Pandas dataframe, German vocabulary – select words by matching a few 3-char-grams – I

Words or strings can be segmented into so called “n-character-grams” or “n-char-grams“. A n-char-gram is a defined sequence of “n” letters, i.e. a special string of length “n”. Such a defined letter sequence – if short enough – can be found at various positions within many words of a vocabulary. Words or technically speaking “strings” can e.g. be thought of being composed of a sequence of defined “2-char-grams” or “3-char-grams”. “n-char-grams” are useful for text-analysis and/or machine-learning methods applied to texts.

Let us assume you have a string representing a test word – but unfortunately with one or two wrong characters or two transposed characters at certain positions inside it. You may nevertheless want to find words in a German vocabulary which match most of the correct letters. One naive approach could be to compare the characters of the string position-wise with corresponding characters of all words in the vocabulary and then pick the word with most matches. As you neither can trust the first character nor the last character you quickly understand that a quick and efficient way of raising the probability to find reasonable fitting words requires to compare not only single letters but also bunches of them, i.e. sub-strings of sequential letters or “n-char-grams”.

This defines the problem of comparing n-char-grams at certain positions inside string “tokens” extracted from unknown texts with n-char-grams of words in a vocabulary. I call a “token” an unchecked distinct letter sequence, i.e. a string, identified by some “Tokenizer”-algorithm, which was applied to a text. A Tokenizer typically identifies word-separator characters to do his job. A “token” might or might not be regular word of a language.

This mini-series looks a bit at using “3-character-grams” of words in a German vocabulary residing in a Pandas dataframe. Providing and using 3-grams of a huge vocabulary in a suitable form as input for Python functions working on a Pandas dataframe can, however, be a costly business:

  • RAM: First of all Pandas dataframes containing strings in most of the columns require memory. Using the dtype “category” helps a lot to limit the memory consumption for a dataframe comprising all 3-char-grams of a reasonable vocabulary with some million words. See my last post on this topic.
  • CPU-time: Another critical aspect is the CPU-time required to determine all dataframe rows, i.e. vocabulary words, which contain some given 3-char-grams at defined positions.
  • It is not at all clear how many 3-char-grams are required to narrow down the spectrum of fitting words (of the vocabulary) for a given string to a small amount which can be handled by further detailed analysis modules.

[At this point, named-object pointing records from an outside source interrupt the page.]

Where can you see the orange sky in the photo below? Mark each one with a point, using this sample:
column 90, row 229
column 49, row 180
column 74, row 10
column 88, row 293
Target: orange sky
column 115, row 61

In this article I, therefore, look at “queries” on a Pandas dataframe containing vocabulary words plus their 3-char-grams at defined positions inside the words. Each column contains 3-char-grams at a defined position in the word strings. Our queries apply conditions to multiple selected columns. I first discuss how 3-char-grams split the vocabulary into groups. I present some graphs of how the number of words for such 3-char-gram based groups vary with 3-gram-position. Then the question how many 3-char-grams at different positions allow for an identification of a reasonably small bunch of fitting words in the vocabulary will be answered by some elementary experiments. We also look at CPU-times required for related queries and I discuss some elementary optimization steps. An eventual short turn to multiprocessing reveals that we, indeed, can gain a bit of performance.

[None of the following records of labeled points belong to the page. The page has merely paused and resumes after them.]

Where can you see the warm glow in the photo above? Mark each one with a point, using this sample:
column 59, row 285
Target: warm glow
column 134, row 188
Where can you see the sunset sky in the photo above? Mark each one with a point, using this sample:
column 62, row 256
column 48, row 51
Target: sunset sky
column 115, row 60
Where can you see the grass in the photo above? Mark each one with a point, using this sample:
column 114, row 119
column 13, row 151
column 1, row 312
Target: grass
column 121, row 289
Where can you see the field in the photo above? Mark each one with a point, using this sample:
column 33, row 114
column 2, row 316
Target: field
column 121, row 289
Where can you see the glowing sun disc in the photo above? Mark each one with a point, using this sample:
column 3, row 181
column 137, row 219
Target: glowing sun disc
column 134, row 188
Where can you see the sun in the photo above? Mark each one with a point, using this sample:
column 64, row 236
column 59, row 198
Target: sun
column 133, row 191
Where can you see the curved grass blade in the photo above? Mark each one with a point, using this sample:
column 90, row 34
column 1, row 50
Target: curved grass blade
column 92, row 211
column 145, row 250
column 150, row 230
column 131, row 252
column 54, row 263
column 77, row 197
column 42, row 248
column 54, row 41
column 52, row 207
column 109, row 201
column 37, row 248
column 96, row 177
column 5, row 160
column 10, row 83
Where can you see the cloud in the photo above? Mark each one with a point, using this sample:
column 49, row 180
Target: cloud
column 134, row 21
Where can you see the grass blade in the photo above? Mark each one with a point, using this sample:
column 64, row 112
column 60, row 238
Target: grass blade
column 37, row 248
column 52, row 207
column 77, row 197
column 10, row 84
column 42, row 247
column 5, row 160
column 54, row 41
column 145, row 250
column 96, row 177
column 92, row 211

As a basis for my investigations I use a “vocabulary” based on the work of Torsten Brischalle. See
from http://www.aaabbb.de/WordList/WordList.php. I have supplemented his word-list by words with different writings for Umlauts. The word list contains around 2.8 million German words. Regarding the positional shift of the 3-char-grams of a word against each other I use the term “stride” as explained in my last post
Pandas and 3-char-grams of a vocabulary – reduce memory consumption by datatype „category“.
In addition I use some “padding” and fill up 3-char-grams at and beyond word boundaries with special characters (see the named post for it). In some plots I abbreviated “3-char-grams” to “3-grams”.

Why do I care about CPU-time on Pandas dataframes with 3-char-grams?

CPU-time is important if you want to correct misspelled words in huge bunches of texts with the help of 3-char-gram segmentation. Misspelled words are not only the result of wrong writing, but also of bad scans of old and unclear texts. I have a collection of over 200,000 such scans of German texts. The application of the Keras Tokenizer produced around 1.9 million string tokens.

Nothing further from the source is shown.